Donner le mauvais exemple

tourbillonTourner et se retourner dans le lit sans trouver le sommeil à cause du blog, ça s’est fait ! Accuser le blog est un peu facile, mais écrire ici me permet souvent de revenir sur des événements liés aux Mousticks que ce soit du bon ou du moins bon.

Hier, dans le résumé de ma semaine, j’expliquais que le ouistiti avait été très agité et que j’étais usée de gérer cette excitation constante. Après publication du billet, j’ai fait quelques recherches via le dieu Internet et j’ai trouvé un chat avec Edwige Antier sur Le Monde à ce sujet. Je ne suis pas particulièrement un pédiatre pour ce qui traite de l’enfant mais je suis preneuse de réflexions sensées qui m’aident à avancer. Dans ce chat, j’en ai trouvé quelques unes que voici :

Sophie : Pensez-vous que les punitions (expliquées et justifiées) puissent aider à « recadrer » un enfant très turbulent ?

Edwige Antier : Certainement pas. Au contraire, soit elles aggravent la turbulence car elles endurcissent l’enfant, qui prend l’habitude de vous braver, soit elles l’éteignent et le transforment en un enfant trop soumis qui perd de sa curiosité. Jusqu’à l’âge de 7 ans, lorsque vous voulez appliquer la punition, l’enfant ne sait déjà plus pourquoi il a voulu transgresser. Il se culpabilise et entre dans le profil de l' »affreux jojo ».

Momo : Un enfant naît-il turbulent ou le devient-il ?

Edwige Antier : C’est toute la question entre l’inné et l’acquis. Avec trente ans de pratique, je peux dire que dans 90 % des cas, il le devient, mais ça vient très tôt. Dès le deuxième semestre de la vie, la façon dont vous interagissez avec votre enfant va laisser partir son énergie de manière négative. Et on peut le deviner en voyant vos relations. Le deuxième enfant est beaucoup plus turbulent que le premier parce qu’on est moins en relation de duo avec le deuxième, par exemple. Le caractère inné s’impose parfois à l’analyse, mais c’est tout de même rare.

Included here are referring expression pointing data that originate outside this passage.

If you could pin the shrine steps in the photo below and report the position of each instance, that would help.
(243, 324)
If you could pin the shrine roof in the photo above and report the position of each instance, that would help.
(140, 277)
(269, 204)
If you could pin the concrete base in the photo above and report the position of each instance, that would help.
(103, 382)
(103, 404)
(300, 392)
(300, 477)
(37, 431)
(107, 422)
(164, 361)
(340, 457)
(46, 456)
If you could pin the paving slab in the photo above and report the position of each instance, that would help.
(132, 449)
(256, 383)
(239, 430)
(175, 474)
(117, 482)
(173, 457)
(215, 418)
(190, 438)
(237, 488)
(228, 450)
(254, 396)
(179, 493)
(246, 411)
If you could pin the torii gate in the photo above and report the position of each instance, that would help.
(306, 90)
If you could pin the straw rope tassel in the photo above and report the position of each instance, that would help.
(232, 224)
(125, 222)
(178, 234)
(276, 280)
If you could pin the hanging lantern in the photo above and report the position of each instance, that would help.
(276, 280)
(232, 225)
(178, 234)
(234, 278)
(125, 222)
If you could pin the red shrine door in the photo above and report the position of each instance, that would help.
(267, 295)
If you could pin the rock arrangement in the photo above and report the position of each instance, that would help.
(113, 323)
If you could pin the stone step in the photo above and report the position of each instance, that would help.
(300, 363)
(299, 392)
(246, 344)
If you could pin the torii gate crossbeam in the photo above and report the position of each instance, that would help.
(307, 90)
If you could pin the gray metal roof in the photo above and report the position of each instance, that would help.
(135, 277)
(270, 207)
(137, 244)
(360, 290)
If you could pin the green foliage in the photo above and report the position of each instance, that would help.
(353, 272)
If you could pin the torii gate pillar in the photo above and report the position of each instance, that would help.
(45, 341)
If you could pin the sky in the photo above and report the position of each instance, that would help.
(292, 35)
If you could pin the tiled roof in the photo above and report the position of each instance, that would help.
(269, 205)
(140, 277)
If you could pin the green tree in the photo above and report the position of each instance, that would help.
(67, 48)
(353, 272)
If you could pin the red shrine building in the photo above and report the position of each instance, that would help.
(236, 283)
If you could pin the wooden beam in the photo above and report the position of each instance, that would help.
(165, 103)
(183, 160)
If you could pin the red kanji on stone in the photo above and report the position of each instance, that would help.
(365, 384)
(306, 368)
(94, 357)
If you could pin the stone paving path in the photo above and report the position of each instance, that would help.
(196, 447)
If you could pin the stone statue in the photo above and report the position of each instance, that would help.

Tybert : Ne pensez-vous pas qu’un enfant turbulent est un enfant normal ?

Edwige Antier : Oui, ma réponse précédente montre que l’enfant turbulent, mais qui est capable de se concentrer sur un échange avec l’adulte et qui ne bouscule pas systématiquement ses congénères pour toujours passer le premier au toboggan (impulsivité), est normal. Il faut savoir respecter la turbulence de cet enfant mais aussi canaliser son énergie vers des échanges positifs. C’est un enfant avec lequel il faut volontiers se poser pour ouvrir des livres, faire de la pâte à modeler, partager une petite histoire douce à la télévision… Et sa turbulence passera avec la maturité, vers 5 ans.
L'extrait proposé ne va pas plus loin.